Segundo o deputado, os ganhos, obtidos "predominantemente por grandes bancos estrangeiros", foram realizados não apenas em operações com o dólar no mercado à vista, mas também por meio de fundos de capital estrangeiro e operações no mercado futuro.
Na opinião de Mercadante, as investigações da CPI dos Bancos não devem ser limitadas ao episódio envolvendo os Bancos Marka e FonteCindam. "Quero apresentar informações para uma investigação mais ampla", observou. "Marka e FonteCindam são apenas parte do problema."
Ele defendeu uma parceria entre a CPI, a Receita Federal
o Ministério Público (MP) e o Banco Central (BC) na apuração das denúncias.
Mercadante avaliou que as perdas financeiras do País causadas por operações relacionadas à desvalorização do real passam R$ 8 bilhões. "O prejuízo que tivemos supera os R$ 8 bi em menos de um mês, se considerarmos o mercado futuro, o mercado de dólar pronto (à vista) e a fuga de capitais", observou. "Isso equivale ao orçamento de um ano da cidade de São Paulo." O deputado criticou o comportamento do governo federal em relação à investigação das denúncias envolvendo instituições financeiras. "O governo fez de tudo para a CPI não sair e, quando saiu, quis controlá-la através de sua base de sustentação no Senado", afirmou. Mercadante defendeu a convocação do ministro da Fazenda, Pedro Malan, pela CPI dos Bancos. "Malan era uma das nove pessoas que tinham a informação de que o real seria desvalorizado e não vejo por que ele não possa depor", argumentou.

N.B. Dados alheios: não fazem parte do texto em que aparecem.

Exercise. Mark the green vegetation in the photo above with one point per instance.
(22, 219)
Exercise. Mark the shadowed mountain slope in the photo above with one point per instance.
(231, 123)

Mercadante disse hoje que recebeu ajuda de profissionais do BC para apurar informações sobre o comportamento de instituições bancárias às vesperas da desvalorização do real. Os documentos, gráficos e tabelas reunidos pelo deputado serão apresentados à CPI dos Bancos na quarta-feira.
"Os fatos mostram que não houve um comportamento generalizado por parte dos bancos, como o governo tenta sugerir", sustentou Mercadante, referindo-se a ganhos obtidos nos dias que antecederam a desvalorização . "Houve uma mudança brusca, brutal e injustificada de alguns bancos em relação às operações com dólar." Para ele, a desvalorização do real foi "desastrosa, tardia e, provavelmente, marcada por fraudes". O deputado considerou prematuras as conclusões da sindicância interna realizada pelo BC. "Acho a investigação do BC muito ligeira e superficial", disse.